Of poesy or bliss so purged and fierce

As this that laves about my naked heart

Since I have made discovery of man.

I watch them from my window here at Rome,

And not a face but tells beneath its masque

Of some such commonplace as death or fear

Or passion starved or passion fed to grossness.

And in the night when Severn thinks I sleep

I watch the pale processional stream past —

Humanity, like wounded from a battle.

Oh, all the eyes quenched out that once were stars!

Oh, all the lips that sag and blench with pain!

Eternal loneliness in search of love!

I know their secret, taste their hidden tears,

And, one of them, to each one stretch my arms.…
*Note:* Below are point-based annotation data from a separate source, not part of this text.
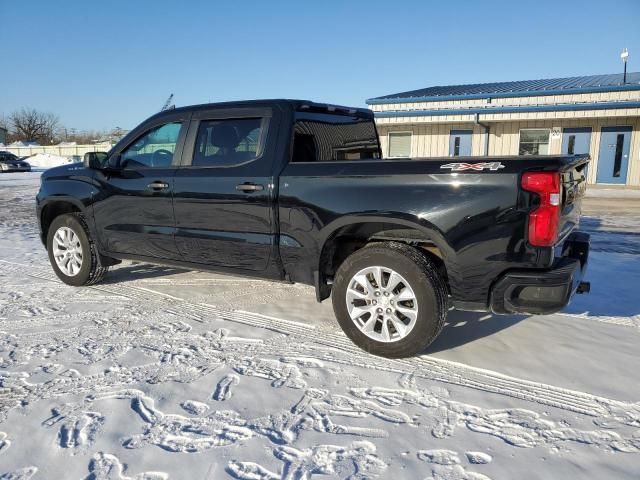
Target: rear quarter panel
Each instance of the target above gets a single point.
(474, 218)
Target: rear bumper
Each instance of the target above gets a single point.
(12, 168)
(546, 291)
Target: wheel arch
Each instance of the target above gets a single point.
(52, 208)
(348, 235)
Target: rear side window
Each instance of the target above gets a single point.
(224, 143)
(322, 137)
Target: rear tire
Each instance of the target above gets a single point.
(72, 253)
(408, 309)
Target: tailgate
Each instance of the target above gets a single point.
(574, 184)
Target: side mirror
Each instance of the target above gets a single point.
(95, 160)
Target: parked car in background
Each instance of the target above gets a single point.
(299, 192)
(10, 163)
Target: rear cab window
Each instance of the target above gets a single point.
(228, 142)
(332, 137)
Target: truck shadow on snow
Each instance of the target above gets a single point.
(139, 271)
(465, 327)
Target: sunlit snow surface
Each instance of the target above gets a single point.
(161, 373)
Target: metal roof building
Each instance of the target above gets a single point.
(597, 114)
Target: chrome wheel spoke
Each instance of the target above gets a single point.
(407, 312)
(394, 280)
(399, 325)
(405, 294)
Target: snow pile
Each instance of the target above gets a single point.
(46, 160)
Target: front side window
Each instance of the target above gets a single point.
(534, 141)
(326, 137)
(400, 144)
(154, 149)
(224, 143)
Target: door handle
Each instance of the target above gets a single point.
(157, 185)
(249, 187)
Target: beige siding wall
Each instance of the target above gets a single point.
(514, 101)
(432, 140)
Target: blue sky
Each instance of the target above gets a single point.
(106, 64)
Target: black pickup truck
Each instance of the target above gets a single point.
(298, 191)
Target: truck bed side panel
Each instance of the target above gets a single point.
(473, 218)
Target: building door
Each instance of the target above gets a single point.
(460, 143)
(613, 158)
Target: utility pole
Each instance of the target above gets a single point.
(167, 105)
(624, 55)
Aged twenty-four! And as I’m leaving it

I understand the world — because of you!

Shakespeare, you know, had fifty years or more,

Yet I could talk with him and not feel young.

Well, I’ll not keep you longer reading words

That may or may not have a meaning in them.

Severn (who should be friendship’s synonym

And lacks in nothing but a woman’s touch)

Will soon be running up the stairs and stand

Aghast to find me wasting thus my strength.

When I have calmed him I shall beg for those

Light-hearted and ethereal filigrees

Haydn and Mozart made of silver sound.

They cool me … almost as much as one cool hand

That used to stroke my forehead. Oh, not yet,

Not yet, ask me to write the last farewell!

I wish it could be just one breathed caress,

Lingering, like a prayer, and unlike those

You were familiar with and maybe loved.

O Fanny, how I long for you to fathom

All, all the tenderness and thanks I feel,

Here turning in the doorway of dumb death,

For you. You are so far away and lonely!

I see you as the wistfulest thing alive,

So young and unadvised and full of joy,

Irrevocably travelling down the years

To meet irrevocable dark misfortune,

With beauty for your weak and sole defense

And lust of living for your only guide.

Not to be close where you could call to me,

Not to lean over you when tears must come

And you be trampled by the brutal world —

There’s the one last regret that dying has! …

Someone will take my place in that respect.…

I will not say I envy him — O God —

But that I wish him some such gentleness

As mine, and power to protect far greater.…

Do not remember me if memory hurts.

Good-bye, bright star, good-bye. God bless you, Fanny.